Download or read book 1984 Civil Liberties and the National Security State written by United States. Congress. House. Committee on the Judiciary. Subcommittee on Courts, Civil Liberties, and the Administration of Justice and published by . This book was released on 1985 with total page 1280 pages. Available in PDF, EPUB and Kindle. Book excerpt:
Download or read book Bury the Dead Feed the Living written by Raymond Millen and published by . This book was released on 1919-02-06 with total page pages. Available in PDF, EPUB and Kindle. Book excerpt:
Download or read book Homage to Catalonia written by George Orwell and published by E-Kitap Projesi & Cheapest Books. This book was released on 2023-11-27 with total page 274 pages. Available in PDF, EPUB and Kindle. Book excerpt: Homage to Catalonia is George Orwell's personal account of his experiences and observations fighting for the POUM militia of the Republican army during the Spanish Civil War. The war was one of the defining events of his political outlook and a significant part of what led him to write in 1946, "Every line of serious work that I have written since 1936 has been written, directly or indirectly, against totalitarianism and for Democratic Socialism, as I understand it." The first edition was published in the United Kingdom in 1938. The book was not published in the United States until February 1952, when it appeared with an influential preface by Lionel Trilling.

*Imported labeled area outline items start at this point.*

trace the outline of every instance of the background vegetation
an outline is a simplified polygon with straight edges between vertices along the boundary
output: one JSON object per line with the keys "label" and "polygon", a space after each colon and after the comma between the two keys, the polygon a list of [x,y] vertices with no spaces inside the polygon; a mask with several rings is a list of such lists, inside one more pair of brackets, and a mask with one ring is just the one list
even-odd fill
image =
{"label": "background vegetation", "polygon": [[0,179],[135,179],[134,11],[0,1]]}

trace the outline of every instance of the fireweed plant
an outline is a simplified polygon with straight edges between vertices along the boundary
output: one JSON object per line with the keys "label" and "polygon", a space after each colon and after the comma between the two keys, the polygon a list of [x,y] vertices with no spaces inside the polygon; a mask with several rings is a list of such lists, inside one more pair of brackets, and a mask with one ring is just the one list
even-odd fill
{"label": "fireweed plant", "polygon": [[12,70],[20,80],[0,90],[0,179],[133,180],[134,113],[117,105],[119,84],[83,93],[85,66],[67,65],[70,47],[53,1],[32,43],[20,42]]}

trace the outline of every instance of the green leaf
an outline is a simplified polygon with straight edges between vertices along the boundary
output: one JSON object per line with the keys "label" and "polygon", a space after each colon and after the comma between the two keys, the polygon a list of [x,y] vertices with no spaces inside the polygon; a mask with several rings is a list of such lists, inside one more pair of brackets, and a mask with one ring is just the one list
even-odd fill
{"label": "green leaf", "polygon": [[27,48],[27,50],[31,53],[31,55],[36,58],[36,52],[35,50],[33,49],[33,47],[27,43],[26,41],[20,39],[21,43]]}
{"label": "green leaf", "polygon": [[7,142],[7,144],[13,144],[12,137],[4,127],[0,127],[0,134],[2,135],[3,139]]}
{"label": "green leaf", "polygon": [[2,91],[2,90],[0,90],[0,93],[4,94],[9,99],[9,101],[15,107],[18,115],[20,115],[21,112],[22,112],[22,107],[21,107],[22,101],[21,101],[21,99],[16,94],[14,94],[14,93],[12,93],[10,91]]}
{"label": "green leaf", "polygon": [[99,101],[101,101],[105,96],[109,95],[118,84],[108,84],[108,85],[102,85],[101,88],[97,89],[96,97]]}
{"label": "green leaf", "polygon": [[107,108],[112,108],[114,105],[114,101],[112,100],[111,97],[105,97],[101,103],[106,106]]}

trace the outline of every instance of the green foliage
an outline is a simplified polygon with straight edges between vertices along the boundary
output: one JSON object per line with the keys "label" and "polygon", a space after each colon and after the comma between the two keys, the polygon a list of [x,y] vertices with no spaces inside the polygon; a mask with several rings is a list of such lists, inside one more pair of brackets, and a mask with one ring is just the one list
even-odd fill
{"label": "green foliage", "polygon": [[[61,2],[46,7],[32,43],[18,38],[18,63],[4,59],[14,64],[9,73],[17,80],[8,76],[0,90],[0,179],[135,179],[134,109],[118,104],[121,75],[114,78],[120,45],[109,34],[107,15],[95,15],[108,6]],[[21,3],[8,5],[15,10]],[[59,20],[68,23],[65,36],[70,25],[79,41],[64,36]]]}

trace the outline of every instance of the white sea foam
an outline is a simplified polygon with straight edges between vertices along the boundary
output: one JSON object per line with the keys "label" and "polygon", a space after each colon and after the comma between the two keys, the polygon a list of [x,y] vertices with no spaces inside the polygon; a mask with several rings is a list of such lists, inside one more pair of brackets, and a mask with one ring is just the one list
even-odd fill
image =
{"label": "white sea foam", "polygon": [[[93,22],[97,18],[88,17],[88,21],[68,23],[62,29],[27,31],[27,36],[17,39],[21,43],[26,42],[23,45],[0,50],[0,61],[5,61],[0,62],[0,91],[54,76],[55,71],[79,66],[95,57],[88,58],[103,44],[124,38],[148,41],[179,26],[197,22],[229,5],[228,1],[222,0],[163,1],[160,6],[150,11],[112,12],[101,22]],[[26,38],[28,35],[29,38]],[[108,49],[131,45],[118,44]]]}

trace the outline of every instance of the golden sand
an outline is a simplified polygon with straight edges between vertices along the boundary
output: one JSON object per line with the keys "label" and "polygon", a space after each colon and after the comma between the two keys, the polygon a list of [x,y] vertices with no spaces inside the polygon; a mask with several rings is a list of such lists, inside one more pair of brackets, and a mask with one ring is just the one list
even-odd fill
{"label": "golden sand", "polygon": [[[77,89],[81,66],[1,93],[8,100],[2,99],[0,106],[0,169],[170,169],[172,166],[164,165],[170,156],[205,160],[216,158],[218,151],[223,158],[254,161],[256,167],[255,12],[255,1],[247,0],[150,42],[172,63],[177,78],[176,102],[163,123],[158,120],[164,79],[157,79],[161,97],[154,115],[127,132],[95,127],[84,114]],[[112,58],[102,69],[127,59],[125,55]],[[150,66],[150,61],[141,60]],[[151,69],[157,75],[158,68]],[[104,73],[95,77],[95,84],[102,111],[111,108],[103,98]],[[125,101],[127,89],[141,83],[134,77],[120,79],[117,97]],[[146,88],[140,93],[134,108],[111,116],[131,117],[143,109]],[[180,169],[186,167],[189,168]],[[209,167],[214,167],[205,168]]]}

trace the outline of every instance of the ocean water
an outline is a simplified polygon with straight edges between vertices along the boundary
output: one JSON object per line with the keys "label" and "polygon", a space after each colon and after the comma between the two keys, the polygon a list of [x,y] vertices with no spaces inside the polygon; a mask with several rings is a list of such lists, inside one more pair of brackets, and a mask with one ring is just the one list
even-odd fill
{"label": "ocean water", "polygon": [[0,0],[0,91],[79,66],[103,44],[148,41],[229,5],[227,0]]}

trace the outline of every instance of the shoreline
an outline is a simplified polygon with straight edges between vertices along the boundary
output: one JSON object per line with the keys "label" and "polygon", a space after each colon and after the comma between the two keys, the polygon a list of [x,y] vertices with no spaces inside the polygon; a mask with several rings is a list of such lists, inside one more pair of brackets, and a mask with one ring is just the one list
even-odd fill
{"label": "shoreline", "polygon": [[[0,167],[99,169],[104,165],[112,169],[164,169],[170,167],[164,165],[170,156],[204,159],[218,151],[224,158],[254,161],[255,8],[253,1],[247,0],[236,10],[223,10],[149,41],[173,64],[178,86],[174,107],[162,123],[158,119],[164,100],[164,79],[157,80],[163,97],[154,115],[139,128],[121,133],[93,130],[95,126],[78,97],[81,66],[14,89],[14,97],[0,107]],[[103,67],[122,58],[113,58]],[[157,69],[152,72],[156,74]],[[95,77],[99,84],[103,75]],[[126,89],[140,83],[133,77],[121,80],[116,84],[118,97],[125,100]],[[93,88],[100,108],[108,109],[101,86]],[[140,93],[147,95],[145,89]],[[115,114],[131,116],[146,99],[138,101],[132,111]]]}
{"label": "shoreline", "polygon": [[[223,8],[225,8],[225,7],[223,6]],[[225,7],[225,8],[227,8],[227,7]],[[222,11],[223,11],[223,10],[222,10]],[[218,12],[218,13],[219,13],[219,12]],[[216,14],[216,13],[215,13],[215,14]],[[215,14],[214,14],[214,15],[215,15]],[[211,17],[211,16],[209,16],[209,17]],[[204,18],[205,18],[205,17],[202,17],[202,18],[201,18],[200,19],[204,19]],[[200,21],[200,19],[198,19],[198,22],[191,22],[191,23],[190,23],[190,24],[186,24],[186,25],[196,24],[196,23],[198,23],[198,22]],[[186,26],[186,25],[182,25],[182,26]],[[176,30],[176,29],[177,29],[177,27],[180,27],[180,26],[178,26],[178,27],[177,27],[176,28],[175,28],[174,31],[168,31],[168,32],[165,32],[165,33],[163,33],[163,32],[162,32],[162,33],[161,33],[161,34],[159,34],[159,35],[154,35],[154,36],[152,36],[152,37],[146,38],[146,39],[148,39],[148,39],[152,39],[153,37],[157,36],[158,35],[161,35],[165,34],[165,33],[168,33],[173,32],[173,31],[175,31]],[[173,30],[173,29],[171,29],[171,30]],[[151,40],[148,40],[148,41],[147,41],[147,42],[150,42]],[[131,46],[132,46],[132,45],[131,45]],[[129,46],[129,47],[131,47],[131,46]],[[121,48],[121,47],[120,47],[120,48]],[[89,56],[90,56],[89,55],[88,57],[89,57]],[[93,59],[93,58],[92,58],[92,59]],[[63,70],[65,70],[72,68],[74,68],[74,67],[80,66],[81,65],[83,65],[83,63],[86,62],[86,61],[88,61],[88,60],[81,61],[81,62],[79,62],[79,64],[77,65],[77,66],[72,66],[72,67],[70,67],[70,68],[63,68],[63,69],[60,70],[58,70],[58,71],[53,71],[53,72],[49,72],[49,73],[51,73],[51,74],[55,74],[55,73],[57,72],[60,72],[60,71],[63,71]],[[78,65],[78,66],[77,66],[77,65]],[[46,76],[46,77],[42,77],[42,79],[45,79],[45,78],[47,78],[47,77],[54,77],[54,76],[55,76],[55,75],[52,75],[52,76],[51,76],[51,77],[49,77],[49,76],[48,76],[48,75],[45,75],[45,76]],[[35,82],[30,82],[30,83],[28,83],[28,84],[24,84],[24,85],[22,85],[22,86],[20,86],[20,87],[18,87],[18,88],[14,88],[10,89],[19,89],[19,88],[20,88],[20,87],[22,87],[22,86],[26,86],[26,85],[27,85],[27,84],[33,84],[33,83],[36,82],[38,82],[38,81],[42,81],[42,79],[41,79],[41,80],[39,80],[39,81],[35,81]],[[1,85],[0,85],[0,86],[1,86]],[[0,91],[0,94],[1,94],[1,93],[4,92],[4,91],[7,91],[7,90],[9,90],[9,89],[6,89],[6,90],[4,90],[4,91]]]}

The only translation published in Orwell's lifetime was into Italian, in December 1948. A French translation by Yvonne Davet-with whom Orwell corresponded, commenting on her translation and providing explanatory notes-in 1938-39, was not published until five years after Orwell's death. Book Summary: Orwell served as a private, a corporal (cabo) and-when the informal command structure of the militia gave way to a conventional hierarchy in May 1937-as a lieutenant, on a provisional basis, in Catalonia and Aragon from December 1936 until June 1937. In June 1937, the leftist political party with whose militia he served (the POUM, the Workers' Party of Marxist Unification, an anti-Stalinist communist party) was declared an illegal organisation, and Orwell was consequently forced to flee. Having arrived in Barcelona on 26 December 1936, Orwell told John McNair, the Independent Labour Party's (ILP) representative there, that he had "come to Spain to join the militia to fight against Fascism." He also told McNair that "he would like to write about the situation and endeavour to stir working class opinion in Britain and France." McNair took him to the POUM barracks, where Orwell immediately enlisted. "Orwell did not know that two months before he arrived in Spain, the [Soviet law enforcement agency] NKVD's resident in Spain, Aleksandr Orlov, had assured NKVD Headquarters, 'the Trotskyist organisation POUM can easily be liquidated'-by those, the Communists, whom Orwell took to be allies in the fight against Franco."